Polls released over the past ten days suggest that Clinton’s once huge lead over Sanders is closing, if not entirely erased. An NBC News/SurveyMonkey online tracking poll released Tuesday found that Clinton’s lead over Sanders had been cut in half over the past week, from a 12-point lead, 53 percent to 41 percent, to a 6-point lead, 49 percent to 43 percent. A separate survey by Bloomberg showed Sanders with a one-point lead over Clinton, 49 percent to 48 percent.
A CNN/ORC poll last week showed Sanders defeating Republican frontrunner Donald Trump by 20 points in a general election contest, compared to a 12-point Clinton lead over Trump.

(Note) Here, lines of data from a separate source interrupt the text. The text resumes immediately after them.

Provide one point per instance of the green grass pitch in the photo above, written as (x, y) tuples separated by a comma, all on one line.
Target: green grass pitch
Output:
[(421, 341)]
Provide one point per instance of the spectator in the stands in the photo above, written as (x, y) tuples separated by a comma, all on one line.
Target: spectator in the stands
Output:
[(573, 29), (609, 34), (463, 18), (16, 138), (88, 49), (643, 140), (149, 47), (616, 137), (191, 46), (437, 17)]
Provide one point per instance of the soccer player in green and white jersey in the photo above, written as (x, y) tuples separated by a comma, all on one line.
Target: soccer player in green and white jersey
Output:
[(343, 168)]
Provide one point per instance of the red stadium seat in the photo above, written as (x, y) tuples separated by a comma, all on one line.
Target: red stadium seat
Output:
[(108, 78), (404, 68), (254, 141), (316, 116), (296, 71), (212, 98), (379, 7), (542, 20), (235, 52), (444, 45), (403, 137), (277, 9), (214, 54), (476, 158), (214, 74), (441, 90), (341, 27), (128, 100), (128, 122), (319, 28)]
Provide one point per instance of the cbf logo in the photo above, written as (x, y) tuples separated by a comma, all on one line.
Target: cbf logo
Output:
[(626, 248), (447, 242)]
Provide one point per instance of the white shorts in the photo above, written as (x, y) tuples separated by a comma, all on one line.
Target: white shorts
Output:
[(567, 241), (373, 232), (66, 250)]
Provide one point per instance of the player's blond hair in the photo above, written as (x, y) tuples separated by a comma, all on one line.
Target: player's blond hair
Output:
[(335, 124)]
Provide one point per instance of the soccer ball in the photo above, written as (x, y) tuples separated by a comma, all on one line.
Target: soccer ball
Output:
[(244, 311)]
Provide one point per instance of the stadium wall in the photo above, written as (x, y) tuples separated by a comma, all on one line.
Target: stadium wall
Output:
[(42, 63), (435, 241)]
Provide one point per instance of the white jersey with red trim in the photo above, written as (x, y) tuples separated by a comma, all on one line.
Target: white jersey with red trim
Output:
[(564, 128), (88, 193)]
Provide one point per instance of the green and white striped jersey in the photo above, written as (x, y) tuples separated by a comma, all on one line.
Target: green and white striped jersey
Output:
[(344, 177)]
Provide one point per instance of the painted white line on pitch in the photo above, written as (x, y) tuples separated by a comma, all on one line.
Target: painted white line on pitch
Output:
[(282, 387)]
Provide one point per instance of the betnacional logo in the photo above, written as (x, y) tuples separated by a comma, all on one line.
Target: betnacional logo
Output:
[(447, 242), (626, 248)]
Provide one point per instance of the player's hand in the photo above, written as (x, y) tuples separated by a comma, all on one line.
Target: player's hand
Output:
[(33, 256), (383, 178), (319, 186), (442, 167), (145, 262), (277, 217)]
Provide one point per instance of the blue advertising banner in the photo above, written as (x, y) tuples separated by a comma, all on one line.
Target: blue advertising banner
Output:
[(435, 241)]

The crisis of both of the major capitalist parties was signaled by another survey, this time by Fox News, which found that three of the four leading candidates for the Democratic and Republican nominations, Clinton, Trump and Texas Senator Ted Cruz, had the highest personal unfavorability ratings in the history of public polling on that question.
Only 36 percent of those polled had a favorable opinion of Cruz, an ultra-reactionary who is appealing particularly to Christian fundamentalists, while 53 percent had an unfavorable opinion, for a net rating of negative 17. Clinton’s margin was worse, with 39 percent positive and 58 percent negative, or negative 19. Trump was even lower, with only 31 percent positive and 65 percent negative, or negative 34.
In other words, a Clinton-Trump contest would pit two deeply unpopular candidates against each other—the personification of the corrupt US political establishment versus the crude gangster billionaire—with each side seeking to convince the American public that the other was more repugnant.
The role of Sanders, who has won wide support particularly among young people and sections of the working class because of his avowed “socialism,” is to provide a political facelift to the Democratic Party, one of the twin parties of Wall Street and US imperialism.
This will not be an easy task. According to a UCLA/LA Times poll of voters in California, released Monday, 20 percent of likely Sanders voters said they would not support Clinton in November if she won the nomination. Of those who said they would vote for Clinton, 45 percent said they would do so “reluctantly,” compared to only 35 percent who said they would do so with any enthusiasm.
Sanders’ nominal “socialism” is little more than watered-down liberalism of the 1960s, with no call for social ownership of the means of production and not a shred of opposition to American imperialism and its program of global aggression.
He himself has repeatedly pledged to support Clinton if she is the nominee. The corporate ruling elite has long since taken the measure of the Vermont senator and regards him as a useful political tool, providing he continues to keep his anti-Wall Street rhetoric within bounds. As James Traub noted in the New York Times Sunday, “While labeling himself a democratic socialist, [Sanders] is almost elaborately respectful of his political rival Hillary Clinton and the political process… Through figures like him, American democracy permits intense passions to be expressed, contained and, perhaps, vented.”